Les acteurs de laconstruction n’ont de cesse de se plaindre de l’insécurité juridique dans laquelle ils évoluent au quotidien : les recours formés contre les autorisations d’urbanisme sont en effet une cause (trop) fréquente de paralysie, voire l’abandon des projets de construction.
Longueur des procédures contentieuses, complexité et instabilité des normes à l’origine d’annulations fréquentes des permis d’aménager ou de construire, multiplication des recours parfois motivés par des considérations étrangères à la défense de l’urbanisme, les griefs formulés par les professionnels sont nombreux et souvent justifiés.
Les plaideurs quant à eux, notamment les associations de défense de l’environnement et de l’urbanisme, rétorquent que l’accès au juge constitue un droit fondamental, qui garantit de surcroît l’effectivité de la règle d’urbanisme.

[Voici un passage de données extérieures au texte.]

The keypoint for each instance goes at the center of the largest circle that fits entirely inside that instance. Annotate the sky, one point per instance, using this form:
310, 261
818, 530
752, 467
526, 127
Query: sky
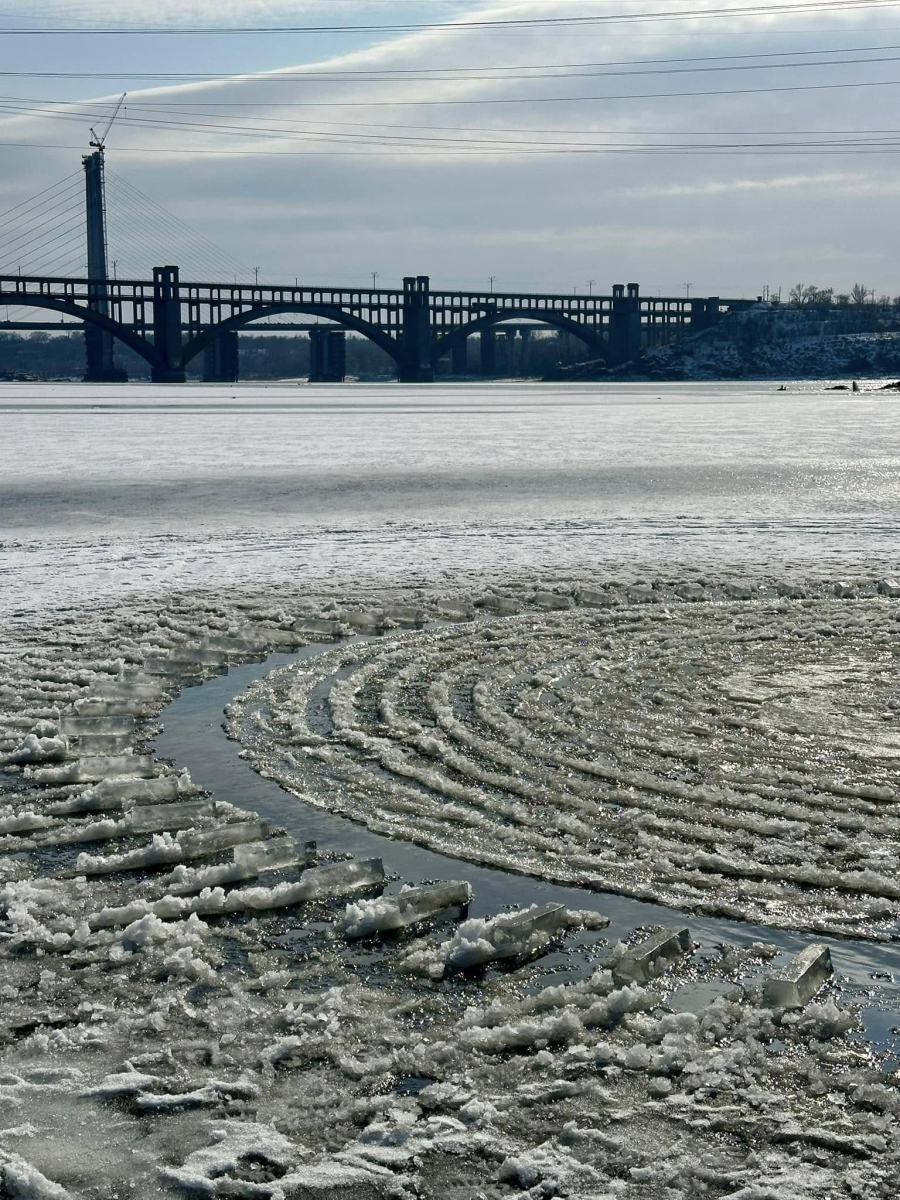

Depuis plusieurs années, les réformes du contentieux de l’urbanisme se succèdent dans l’objectif d’améliorer la sécurité juridique des opérateurs.
Parmi elles, rappelons les dispositions des articles suivants du code de l’urbanisme :
– L.600-1 : limitation des possibilités d’invoquer l’illégalité d’un document d’urbanisme à l’occasion d’un recours contre une autorisation d’urbanisme,
– L.600-1-1 : irrecevabilité des recours formés par des associations dont les statuts ont été déposés postérieurement à l’affichage en mairie de la demande du pétitionnaire
– L.600-4-1 : obligation faite au juge de se prononcer, dans tous les contentieux intervenant en matière d’urbanisme, sur l’ensemble des moyens qu’il estime fondés en l’état de l‘instruction (par dérogation au principe dit « d’économie des moyens »)
– R.600-1 : obligation de notifier les recours contre les autorisations d’urbanisme à leur auteur et à leur bénéficiaire dans les 15 jours suivant la saisine du tribunal
De la même manière, la jurisprudence est parfois venue améliorer la situation des bénéficiaires d’autorisations, quitte à écorner certains principes anciens du contentieux administratif (Notamment : CE, 2 février 2004, SCI La Fontaine de Villiers, n° 238315 : Toute illégalité entachant un permis de construire est susceptible d’être régularisée a posteriori par la délivrance d’un permis modificatif, par dérogation au principe selon lequel la légalité d’un acte administratif s’apprécie à la date de son édiction).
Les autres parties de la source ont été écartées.